I accidentally clicked reply, sorry.
I don't think that any definition applies to this. But I'm no expert on averages. In any case, the training data is not representative of the internet or anything. It's also not training equally on all data and not only on such text. What you get out is not representative of anything.
You don't need it to be an average of the real world to be an average. I can calculate as many average values as I want from entirely fictional worlds. It's still a type of model which favors what it sees often over what it sees rarely. That's a form of probability embedded, corresponding to a form of average.
Hmm. I'm not really sure why anyone would write such a text. There is no "weighted proportionality" (or pathways). Is this a common conception?
I guess you picked up on the fact that transformers output a probability distribution. I don't think anyone calls those an average, though you could have an average distribution. Come to think of it, before you use that to pick the next token, you usually mess with it a little to make it more or less "creative". That's certainly no longer an average.

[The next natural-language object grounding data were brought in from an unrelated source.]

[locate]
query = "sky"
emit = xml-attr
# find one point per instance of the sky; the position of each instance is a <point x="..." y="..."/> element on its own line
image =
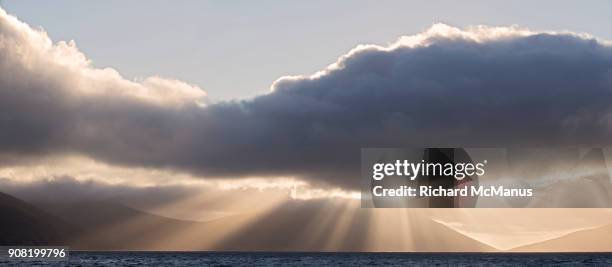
<point x="237" y="49"/>
<point x="197" y="110"/>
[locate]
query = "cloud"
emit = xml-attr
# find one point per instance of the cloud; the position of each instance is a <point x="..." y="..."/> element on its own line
<point x="482" y="86"/>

You can see a neural net as a kind of regression analysis. I don't think I have ever heard someone calling that a kind of average, though. I'm also skeptical if you can see a transformer as a regression but I don't know this stuff well enough. When you train on some data more often than on other data, that is not how you would do a regression. Certainly, once you start RLHF training, you have left regression territory for good.
The GPTisms might be because they are overrepresented in the finetuning data. It might also be from the RLHF and/or brought out by the system prompt.
You should worry more about whether you have seen evidence that supports what you are saying. So, what kind of evidence do you want? A tutorial on coding neural nets? The math? Video or text?
Text explaining why the neural network representation of common features (typically with weighted proportionality to their occurrence) does not meet the definition of a mathematical average. Does it not favor common response patterns?